The described hybrid solar cell preparation method based on ternary nano array, is characterized in that: the glass lined base of the ITO electro-conductive glass described in steps A can replace with other transparency materials.
The described hybrid solar cell preparation method based on ternary nano array, is characterized in that: the solvent of the MEH-PPV solution described in step D is the one in chlorobenzene, oxolane, chloroform, benzene.
The described hybrid solar cell preparation method based on ternary nano array, is characterized in that: step D adopts a kind of ZnO-CdS-Sb MEH-PPV being deposited under room temperature step C gained in spin-coating method, silk screen print method, scraping blade method or ink-jet printing process 2s 3on three components nanometer stick array.

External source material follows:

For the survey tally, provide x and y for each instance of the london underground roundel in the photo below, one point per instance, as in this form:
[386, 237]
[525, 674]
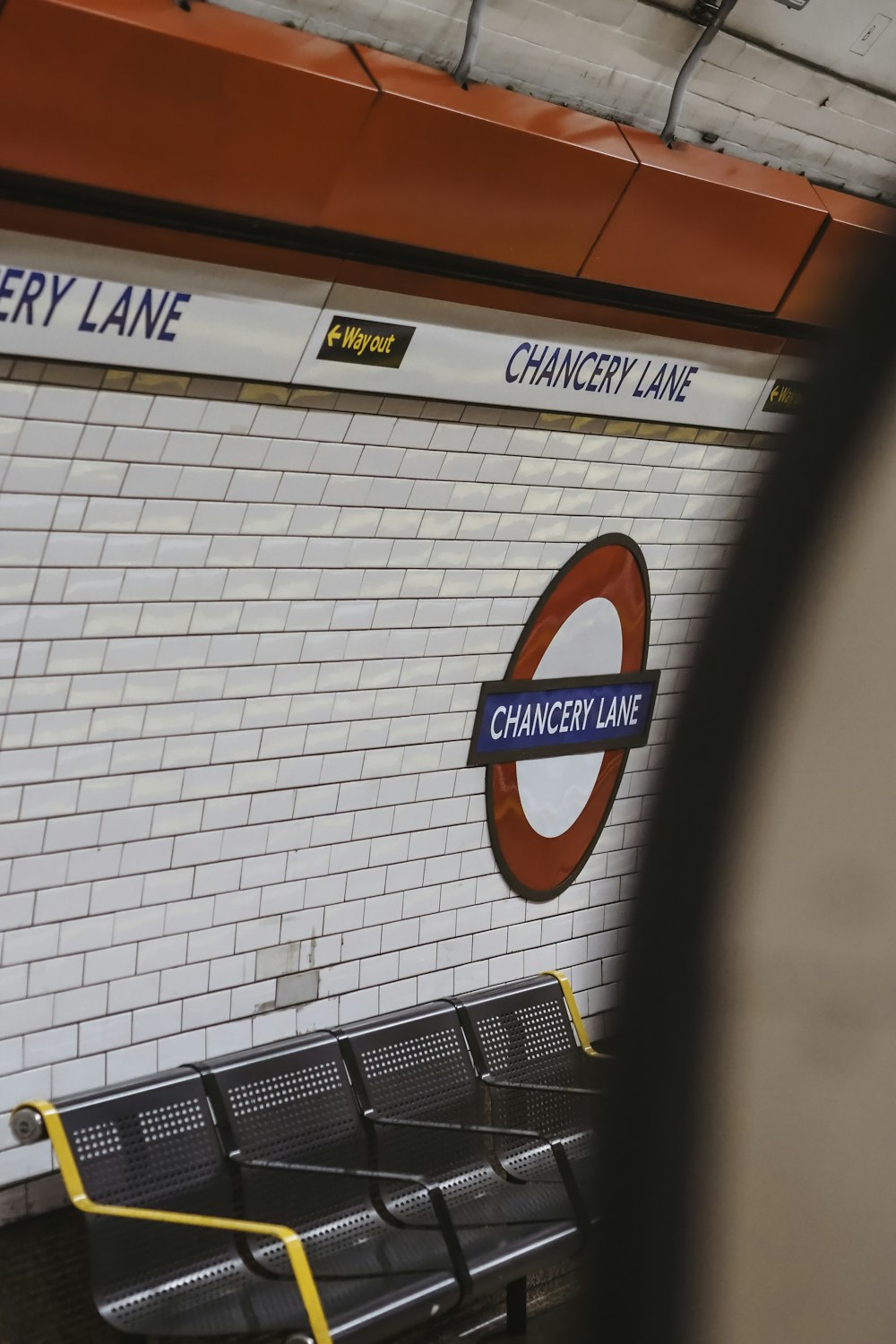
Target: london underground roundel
[555, 733]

The described hybrid solar cell preparation method based on ternary nano array, is characterized in that: the inert gas preferred nitrogen described in step C, D, E, F.
Principle of the present invention is:
(namely the present invention by preparing the ZnO nano-rod array of vertical-growth on ITO layer, ZnO-NA) as template, by depositing the shell be made up of CdS quantum dot on ZnO nanorod, obtain the heterogeneous nuclear shell structure nano rod array of ZnO-CdS (that is, ZnO-CdS-NA); Using ZnO-CdS-NA as template, by method deposited amorphous Sb on ZnO-CdS nucleocapsid composite nanorod of chemical bath 2s 3, then make Sb by the method for thermal crystalline 2s 3crystallization becomes outer shell, obtains ZnO-CdS-Sb 2s 3three components nanometer stick array (that is, ZnO-CdS-Sb 2s 3-NA).In the battery, ZnO-CdS-Sb 2s 3-NA is as electron propagation ducts, and MEH-PPV is main light absorbing material, and CdS and Sb 2s 3for auxiliary light absorbent.Three kinds of materials with different photoelectric properties combine, and the photoresponse spectral limit of hybrid battery is widened, and V ocand J scall be greatly improved.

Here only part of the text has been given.